The walk would seem to be the obvious starting place for horse riding. But if you want to walk on a horse, first of all, you have to know how to sit. Because how you sit is important.

Now, there are lots of ways people will tell you to sit on a horse. Hold your feet like this, your legs like that, and keep your hands just so. There are books with pictures of perfect sitting on a horse, heels down, toes turned in, and back straight.

When I first started riding as a teenager, I had chalk and blackboard lessons at a local riding school – on how to sit on a horse. Dull as ditchwater, mostly because the person teaching had no enthusiasm at all – and from what I do now, didn’t have a lot to say about how to connect with your horse.

Years later, now I’ve gone back to riding, I’ve spent time listening to people telling me how to sit on a horse. And most of it’s still all about toes in, heels down, ramrod rigid back. Now, this has caused me no end of trouble. Because all the time and attention spent keeping your toes in, your heels down, and your back ramrod straight leaves you unable to connect with your horse. It just makes you stiff and achy – and worse than that, it doesn’t get you where you want to go and be with your horse.

So, after a disappointing start back to horse riding, I eventually looked around for other advice. What I found were writers like Sylvia Loch and Mary Wanless, who have a lot to say about staying connected. And then I found some old Parelli DVDs on eBay, spent far too much time watching them – but what a difference it’s made to my riding.

Now, I say Parelli, and yes, I know lots of people don’t agree with Parelli, but all I can say is that it has helped me. And of course, I have to say that the ideas I have used to help my riding aren’t mine – they are what I discovered by looking around for information from all sorts of places.

So, how do you sit on a horse?

Well, for a start, don’t lock your knees or your ankles, and don’t point your toes in, not unless you want to get stiff and achy. Just sit on your horse, and let your legs drape around her. Pointed toes and heels down mean legs with a lot of tension that gets transferred to your horse and makes for a stiff horse too. That’s not what you want. You want to connect with your horse.

Don’t sit too far forward, and don’t sit too far back. And if your hips are stiff and have a job to move, practice making yourself more flexible on the horse as well as on. Use an exercise ball, or learn to keep a hoop revolving on your hips – yes, just like when you were a child. Play a little bit until you become more flexible.

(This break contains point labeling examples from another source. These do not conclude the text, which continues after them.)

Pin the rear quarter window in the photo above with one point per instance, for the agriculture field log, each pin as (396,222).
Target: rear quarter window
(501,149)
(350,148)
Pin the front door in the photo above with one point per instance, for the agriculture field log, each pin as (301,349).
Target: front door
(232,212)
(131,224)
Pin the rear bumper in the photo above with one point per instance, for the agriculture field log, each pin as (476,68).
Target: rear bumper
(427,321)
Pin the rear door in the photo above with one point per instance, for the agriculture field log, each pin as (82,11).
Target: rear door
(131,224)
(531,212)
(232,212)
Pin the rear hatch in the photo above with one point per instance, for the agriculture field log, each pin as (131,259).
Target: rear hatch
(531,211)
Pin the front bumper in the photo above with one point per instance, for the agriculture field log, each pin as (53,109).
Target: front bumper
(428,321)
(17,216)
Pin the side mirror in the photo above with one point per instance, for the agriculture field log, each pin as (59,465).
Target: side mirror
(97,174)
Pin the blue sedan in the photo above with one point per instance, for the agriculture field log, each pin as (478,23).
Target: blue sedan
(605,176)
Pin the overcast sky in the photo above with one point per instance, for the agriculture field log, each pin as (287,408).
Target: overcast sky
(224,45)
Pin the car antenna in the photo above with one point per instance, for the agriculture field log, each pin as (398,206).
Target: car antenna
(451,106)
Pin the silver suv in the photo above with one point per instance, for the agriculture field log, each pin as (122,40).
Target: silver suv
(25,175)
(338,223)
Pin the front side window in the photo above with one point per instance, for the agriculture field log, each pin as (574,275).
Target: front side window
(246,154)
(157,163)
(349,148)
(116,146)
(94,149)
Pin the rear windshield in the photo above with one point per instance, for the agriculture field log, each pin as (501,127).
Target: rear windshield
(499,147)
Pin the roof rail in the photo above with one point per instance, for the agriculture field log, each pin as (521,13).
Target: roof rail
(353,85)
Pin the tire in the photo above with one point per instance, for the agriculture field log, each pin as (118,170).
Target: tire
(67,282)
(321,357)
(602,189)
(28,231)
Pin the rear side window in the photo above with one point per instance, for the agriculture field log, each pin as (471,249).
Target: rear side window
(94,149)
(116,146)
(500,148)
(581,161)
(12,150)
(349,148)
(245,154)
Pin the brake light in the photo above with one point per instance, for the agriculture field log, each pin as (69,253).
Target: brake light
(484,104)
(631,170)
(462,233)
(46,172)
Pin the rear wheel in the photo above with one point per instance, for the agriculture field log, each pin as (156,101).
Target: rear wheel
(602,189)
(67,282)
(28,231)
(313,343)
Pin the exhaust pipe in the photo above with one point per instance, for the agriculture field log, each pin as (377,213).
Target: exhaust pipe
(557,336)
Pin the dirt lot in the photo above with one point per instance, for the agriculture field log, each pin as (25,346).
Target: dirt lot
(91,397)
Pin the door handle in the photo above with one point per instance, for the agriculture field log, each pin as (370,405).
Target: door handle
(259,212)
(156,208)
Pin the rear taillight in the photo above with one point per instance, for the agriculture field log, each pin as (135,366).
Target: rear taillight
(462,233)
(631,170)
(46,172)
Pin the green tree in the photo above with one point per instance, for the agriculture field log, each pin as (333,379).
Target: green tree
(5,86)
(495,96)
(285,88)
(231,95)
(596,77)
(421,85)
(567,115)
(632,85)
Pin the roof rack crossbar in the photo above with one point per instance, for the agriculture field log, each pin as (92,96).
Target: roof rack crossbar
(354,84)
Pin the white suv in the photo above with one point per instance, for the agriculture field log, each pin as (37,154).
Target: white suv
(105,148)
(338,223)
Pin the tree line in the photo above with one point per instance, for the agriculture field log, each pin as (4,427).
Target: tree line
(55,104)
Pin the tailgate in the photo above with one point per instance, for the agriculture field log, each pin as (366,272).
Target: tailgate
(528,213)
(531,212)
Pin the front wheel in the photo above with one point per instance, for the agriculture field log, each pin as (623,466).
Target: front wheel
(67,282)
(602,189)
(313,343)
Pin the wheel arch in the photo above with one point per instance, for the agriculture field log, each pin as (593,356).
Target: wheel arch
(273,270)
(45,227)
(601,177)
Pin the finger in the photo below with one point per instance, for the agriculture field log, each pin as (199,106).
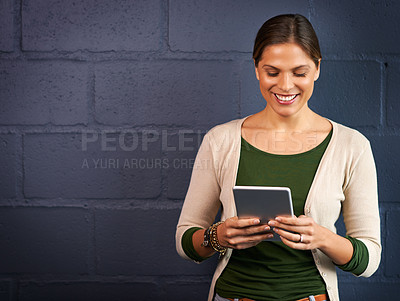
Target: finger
(297,221)
(294,237)
(247,231)
(297,229)
(243,222)
(294,245)
(240,242)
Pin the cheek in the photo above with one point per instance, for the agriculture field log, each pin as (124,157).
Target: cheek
(306,84)
(266,83)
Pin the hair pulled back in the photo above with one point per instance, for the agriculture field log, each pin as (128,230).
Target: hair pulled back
(290,28)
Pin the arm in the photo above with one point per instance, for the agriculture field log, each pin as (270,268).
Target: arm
(360,212)
(233,233)
(314,236)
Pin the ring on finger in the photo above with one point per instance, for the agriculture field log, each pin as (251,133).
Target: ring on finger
(301,238)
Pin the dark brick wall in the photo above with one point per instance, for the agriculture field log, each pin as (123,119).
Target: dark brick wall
(103,105)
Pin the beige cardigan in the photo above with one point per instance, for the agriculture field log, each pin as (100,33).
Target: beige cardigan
(345,180)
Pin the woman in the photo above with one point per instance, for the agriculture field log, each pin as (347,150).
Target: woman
(328,167)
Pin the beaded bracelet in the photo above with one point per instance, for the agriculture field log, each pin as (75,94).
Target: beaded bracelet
(214,240)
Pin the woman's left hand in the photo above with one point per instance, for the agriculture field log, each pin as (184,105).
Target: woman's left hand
(307,234)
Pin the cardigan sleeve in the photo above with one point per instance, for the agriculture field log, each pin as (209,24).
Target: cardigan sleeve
(201,203)
(360,207)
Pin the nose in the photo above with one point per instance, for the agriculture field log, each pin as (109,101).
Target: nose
(285,82)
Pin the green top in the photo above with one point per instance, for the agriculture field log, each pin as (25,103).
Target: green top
(271,270)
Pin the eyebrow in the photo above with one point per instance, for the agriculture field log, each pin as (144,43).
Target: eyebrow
(294,69)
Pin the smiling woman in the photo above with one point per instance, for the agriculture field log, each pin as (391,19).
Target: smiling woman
(328,167)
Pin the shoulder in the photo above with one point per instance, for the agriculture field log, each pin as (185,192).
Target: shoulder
(225,131)
(349,137)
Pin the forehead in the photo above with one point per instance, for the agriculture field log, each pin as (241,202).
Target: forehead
(288,54)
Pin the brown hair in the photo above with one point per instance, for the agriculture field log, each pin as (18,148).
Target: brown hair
(287,29)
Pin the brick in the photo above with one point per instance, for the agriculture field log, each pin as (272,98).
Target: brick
(223,25)
(393,105)
(161,92)
(182,152)
(40,92)
(84,165)
(251,100)
(353,99)
(392,264)
(150,249)
(6,26)
(7,166)
(84,291)
(5,290)
(385,150)
(369,290)
(91,25)
(43,240)
(348,92)
(356,26)
(198,291)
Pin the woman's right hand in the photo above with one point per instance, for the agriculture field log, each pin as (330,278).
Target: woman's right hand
(242,233)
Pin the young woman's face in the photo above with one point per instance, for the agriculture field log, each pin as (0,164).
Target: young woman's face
(286,75)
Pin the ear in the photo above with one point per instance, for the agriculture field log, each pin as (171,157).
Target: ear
(316,76)
(255,67)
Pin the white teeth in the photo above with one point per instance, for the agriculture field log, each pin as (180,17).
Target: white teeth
(285,98)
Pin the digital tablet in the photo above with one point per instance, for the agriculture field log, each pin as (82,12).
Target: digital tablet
(263,202)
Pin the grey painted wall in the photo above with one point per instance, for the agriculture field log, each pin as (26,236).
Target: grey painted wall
(103,105)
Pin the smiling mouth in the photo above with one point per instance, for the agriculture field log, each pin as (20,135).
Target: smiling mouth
(285,98)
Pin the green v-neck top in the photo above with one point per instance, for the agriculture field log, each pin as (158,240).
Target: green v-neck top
(271,270)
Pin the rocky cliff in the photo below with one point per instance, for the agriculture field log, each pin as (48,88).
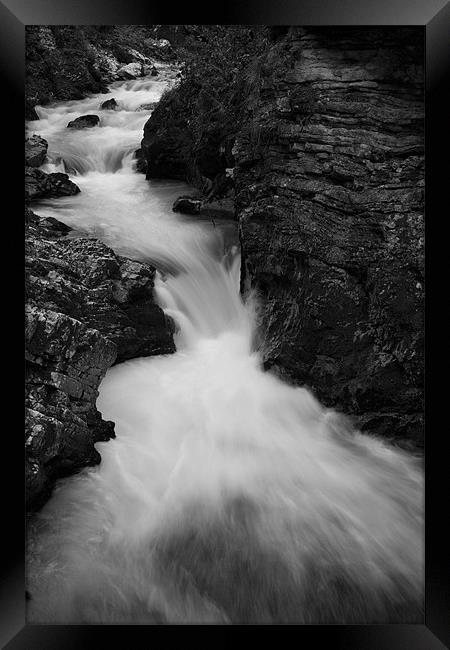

Watch how your horse moves on the ground. When you get on, copy those movements. From your sitting, move into a walk and try to feel how the horse moves with your body, and move the same way. Yes, I know it’s hard. To begin with, it makes no sense at all, but if you want to get really good with horses, you have to stick with it, watch as many horses as you can, watch all the DVDs you can on horse riding, and ride, ride, ride.

Another thing I tried when I returned to riding was kicking my horse to make her go because that’s what I’d been told years ago, and what people still tell me now. Well, she does move if I kick her, a bit. But reluctantly, and very slowly, and not for long, not without constant prodding from my legs.

So, I looked around for what would really make her go. Do you know, it turned out that to make her go, I had to go. To make her move, I had to move, and not just my legs, but my whole body. By putting energy into my body, she became energized. And a horse that I used to struggle to get to move at all, sprang into action like a spring chicken, and then my problem was getting her to stop!

Read some books, watch some DVDs, see what other people do – other people who know what they’re doing, that is. You’re not going to ‘get it’ right away, but then nothing that’s worth having comes easy. It takes time. But once you feel that connection between you and your horse, and you can move like a horse – wow! An amazing feeling!